Mas ela foi muito clara e disse que está para monitorizar, que a sua função não
é de busca e salvamento. Ora, segundo Emily
O’Reilly, isso deve mudar. É lamentável que não haja uma operação proativa
de busca e salvamento na UE (a Provedoria de Justiça descobriu-o, durante a sua
investigação).
Este deve ser um trabalho conjunto europeu, como foi, no passado, depois
da guerra na Síria.
Muitas ONG
tentaram fazer missões de resgate no Mediterrâneo, mas foram ameaçadas com
processos ou acusações. Também a Frontex, depois destes incidentes acontecerem,
fica sob o controlo das autoridades do estado-membro que dirige a operação. Não
pode agir de forma independente. Em quatro ocasiões em que isto aconteceu,
antes de o barco se virar, a Frontex tentou contactar as autoridades gregas, para
oferecer ajuda, mas nem obteve resposta. Depois, a Provedoria de Justiça juntou
tudo e entregou ao PE. “Este é o fosso entre o que os cidadãos, provavelmente,
pensam que podem fazer e o que, realmente, acontece na prática, de acordo com a
lei.
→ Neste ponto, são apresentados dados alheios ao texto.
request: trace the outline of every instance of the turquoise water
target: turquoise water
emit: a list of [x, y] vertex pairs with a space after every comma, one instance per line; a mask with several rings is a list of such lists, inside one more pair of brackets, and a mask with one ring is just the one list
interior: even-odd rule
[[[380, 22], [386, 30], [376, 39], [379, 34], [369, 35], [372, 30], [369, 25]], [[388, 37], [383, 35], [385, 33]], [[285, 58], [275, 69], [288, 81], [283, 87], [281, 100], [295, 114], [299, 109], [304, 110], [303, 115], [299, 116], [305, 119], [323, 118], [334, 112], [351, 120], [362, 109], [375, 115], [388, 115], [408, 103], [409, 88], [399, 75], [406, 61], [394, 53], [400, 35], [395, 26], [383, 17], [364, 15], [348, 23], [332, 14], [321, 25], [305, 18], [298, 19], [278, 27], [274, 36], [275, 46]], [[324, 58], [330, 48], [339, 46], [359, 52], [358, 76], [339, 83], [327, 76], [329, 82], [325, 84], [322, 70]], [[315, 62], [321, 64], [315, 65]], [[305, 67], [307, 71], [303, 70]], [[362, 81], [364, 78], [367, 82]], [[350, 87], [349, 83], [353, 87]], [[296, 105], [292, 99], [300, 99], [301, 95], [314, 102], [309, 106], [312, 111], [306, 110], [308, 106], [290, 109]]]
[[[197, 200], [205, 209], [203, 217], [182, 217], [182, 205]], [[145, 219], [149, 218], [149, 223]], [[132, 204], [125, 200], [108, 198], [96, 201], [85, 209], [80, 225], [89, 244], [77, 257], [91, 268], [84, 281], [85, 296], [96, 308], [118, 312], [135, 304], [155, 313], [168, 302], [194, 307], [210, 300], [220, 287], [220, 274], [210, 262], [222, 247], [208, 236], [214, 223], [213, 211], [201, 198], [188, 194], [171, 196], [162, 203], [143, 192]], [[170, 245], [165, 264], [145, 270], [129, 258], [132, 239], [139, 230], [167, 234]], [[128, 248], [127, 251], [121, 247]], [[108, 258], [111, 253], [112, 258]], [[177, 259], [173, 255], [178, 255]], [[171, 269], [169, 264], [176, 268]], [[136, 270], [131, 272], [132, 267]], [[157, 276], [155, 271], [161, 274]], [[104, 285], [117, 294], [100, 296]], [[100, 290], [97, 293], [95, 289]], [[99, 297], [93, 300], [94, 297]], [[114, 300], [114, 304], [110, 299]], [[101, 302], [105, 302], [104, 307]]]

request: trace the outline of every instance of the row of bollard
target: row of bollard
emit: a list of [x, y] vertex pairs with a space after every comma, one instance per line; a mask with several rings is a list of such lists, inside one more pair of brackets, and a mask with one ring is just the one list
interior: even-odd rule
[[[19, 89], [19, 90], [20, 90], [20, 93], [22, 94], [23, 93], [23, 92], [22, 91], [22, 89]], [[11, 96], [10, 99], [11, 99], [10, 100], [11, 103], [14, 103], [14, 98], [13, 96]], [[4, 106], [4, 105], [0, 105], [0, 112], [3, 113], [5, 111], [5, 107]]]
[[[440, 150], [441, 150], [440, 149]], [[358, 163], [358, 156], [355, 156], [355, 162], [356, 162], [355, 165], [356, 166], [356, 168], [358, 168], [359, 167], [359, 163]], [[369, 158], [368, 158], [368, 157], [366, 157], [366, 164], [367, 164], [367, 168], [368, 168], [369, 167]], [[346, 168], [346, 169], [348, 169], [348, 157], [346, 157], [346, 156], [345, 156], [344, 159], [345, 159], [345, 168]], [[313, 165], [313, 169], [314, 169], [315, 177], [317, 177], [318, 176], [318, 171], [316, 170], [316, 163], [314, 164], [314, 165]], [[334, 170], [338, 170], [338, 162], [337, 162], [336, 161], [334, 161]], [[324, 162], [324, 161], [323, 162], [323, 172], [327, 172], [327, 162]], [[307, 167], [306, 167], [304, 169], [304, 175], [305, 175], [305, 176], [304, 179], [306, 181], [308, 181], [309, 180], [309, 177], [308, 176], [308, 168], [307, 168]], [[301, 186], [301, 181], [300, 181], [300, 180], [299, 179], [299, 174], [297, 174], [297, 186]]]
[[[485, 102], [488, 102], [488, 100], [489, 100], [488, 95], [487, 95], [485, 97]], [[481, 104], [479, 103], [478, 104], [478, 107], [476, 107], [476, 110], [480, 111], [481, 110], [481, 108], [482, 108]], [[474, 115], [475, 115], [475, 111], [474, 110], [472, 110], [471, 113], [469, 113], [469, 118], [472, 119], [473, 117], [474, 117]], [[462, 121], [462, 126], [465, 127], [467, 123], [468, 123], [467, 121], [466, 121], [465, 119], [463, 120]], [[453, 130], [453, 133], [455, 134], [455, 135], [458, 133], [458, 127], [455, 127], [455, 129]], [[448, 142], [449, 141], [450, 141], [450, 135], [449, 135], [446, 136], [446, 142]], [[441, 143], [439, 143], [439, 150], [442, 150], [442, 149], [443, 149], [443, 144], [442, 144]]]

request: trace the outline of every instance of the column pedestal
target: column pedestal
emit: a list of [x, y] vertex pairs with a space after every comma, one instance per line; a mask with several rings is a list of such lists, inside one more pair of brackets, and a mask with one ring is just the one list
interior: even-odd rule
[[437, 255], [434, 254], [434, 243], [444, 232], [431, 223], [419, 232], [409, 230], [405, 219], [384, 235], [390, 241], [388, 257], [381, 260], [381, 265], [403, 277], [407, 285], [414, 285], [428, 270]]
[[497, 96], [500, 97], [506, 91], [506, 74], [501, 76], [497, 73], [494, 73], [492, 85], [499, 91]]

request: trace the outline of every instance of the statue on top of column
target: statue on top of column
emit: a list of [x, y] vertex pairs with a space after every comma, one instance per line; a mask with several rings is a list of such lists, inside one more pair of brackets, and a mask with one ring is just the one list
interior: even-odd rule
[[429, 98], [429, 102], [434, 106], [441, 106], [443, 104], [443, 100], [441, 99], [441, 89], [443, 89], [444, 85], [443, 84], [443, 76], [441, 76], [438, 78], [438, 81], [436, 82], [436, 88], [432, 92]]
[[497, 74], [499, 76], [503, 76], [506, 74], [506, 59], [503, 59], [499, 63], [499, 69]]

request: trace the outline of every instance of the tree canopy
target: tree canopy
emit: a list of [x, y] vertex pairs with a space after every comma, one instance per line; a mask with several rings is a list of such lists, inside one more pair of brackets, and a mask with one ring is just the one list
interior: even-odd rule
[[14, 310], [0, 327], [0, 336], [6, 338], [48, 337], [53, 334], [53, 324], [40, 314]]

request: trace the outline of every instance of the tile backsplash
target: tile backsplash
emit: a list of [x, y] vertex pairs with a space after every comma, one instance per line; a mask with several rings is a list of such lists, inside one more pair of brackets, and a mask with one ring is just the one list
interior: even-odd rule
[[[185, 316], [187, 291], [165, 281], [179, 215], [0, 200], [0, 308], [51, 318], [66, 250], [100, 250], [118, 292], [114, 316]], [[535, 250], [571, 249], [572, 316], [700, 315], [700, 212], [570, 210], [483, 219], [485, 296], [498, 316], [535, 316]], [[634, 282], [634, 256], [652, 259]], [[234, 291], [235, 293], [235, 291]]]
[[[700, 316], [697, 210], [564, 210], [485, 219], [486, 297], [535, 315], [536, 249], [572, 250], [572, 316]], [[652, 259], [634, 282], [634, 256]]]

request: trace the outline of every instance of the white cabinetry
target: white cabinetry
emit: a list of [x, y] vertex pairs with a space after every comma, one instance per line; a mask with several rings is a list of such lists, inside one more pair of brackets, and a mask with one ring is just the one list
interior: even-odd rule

E, se quiserem corrigir essa lacuna, podem corrigir”, considera a
entrevistada.
Sobre o Pacto de Migração e Asilo (PMA), como desafio fundamental nesta
matéria, Emily O’Reilly sustenta que “foram feitos
ótimos relatos sobre o que está a acontecer em alguns destes países”. Recentemente,
o jornal The Guardian, do Reino
Unido, publicou uma grande reportagem sobre o que acontece aos migrantes
na Tunísia. A UE tem agora um memorando de entendimento com a Tunísia,
dá-lhe dinheiro em troca de ajuda para impedir a passagem de
migrantes. E a Comissão sabe dos riscos, pois tem de saber que estão a ser
cometidos abusos.
Foi
questionada a Comissão se tinha avaliado o impacto sobre os direitos
fundamentais, antes de fazer o acordo. Não o fez, mas há cláusulas de direitos
humanos nos contratos feitos com as organizações de implementação, “os
organismos que gastam o dinheiro na Tunísia”.
Mais uma vez, falta “monitorizar e acompanhar essas cláusulas”. Contudo,
é de ter em conta que “é muito
difícil fazer uma queixa, em relação a sentir que os abusos ocorreram”. Por
outro lado, surge a questão de saber se a UE está preparada para travar o
financiamento ou para recuperar o dinheiro, se considerar que os direitos
humanos estão a ser violados. Isto é politicamente difícil, pois “a Europa está
a deslocar-se para a direita e a migração é usada como um instrumento de
poder por determinados grupos, determinados líderes políticos”, vinca a provedora.
Por fim, Emily O’Reilly deixa um
conselho ao sucessor: “Faça o que é suposto fazer.” E descreveu, em traços
largos, a Provedoria de Justiça Europeia: “um gabinete pequeno com um grande
mandato” ou “o cão de guarda de toda a administração europeia”; não “um pequeno
escritório que lida com pequenas queixas, mantendo a cabeça baixa”. “O provedor
tem mesmo que ocupar
este papel”, o que ela diz ter tentado fazer nos últimos 11 anos.
***
Enfim,
aqui fica uma parte significativa do retrato da UE, que tem dificuldade em ser
a pátria dos cidadãos e se torna, muitas vezes, a açoteia da burocracia, com
portas abertas para os lóbis, mas sem uma janela para os cidadãos. Assim, como
é que pode ser voz com autoridade no Mundo?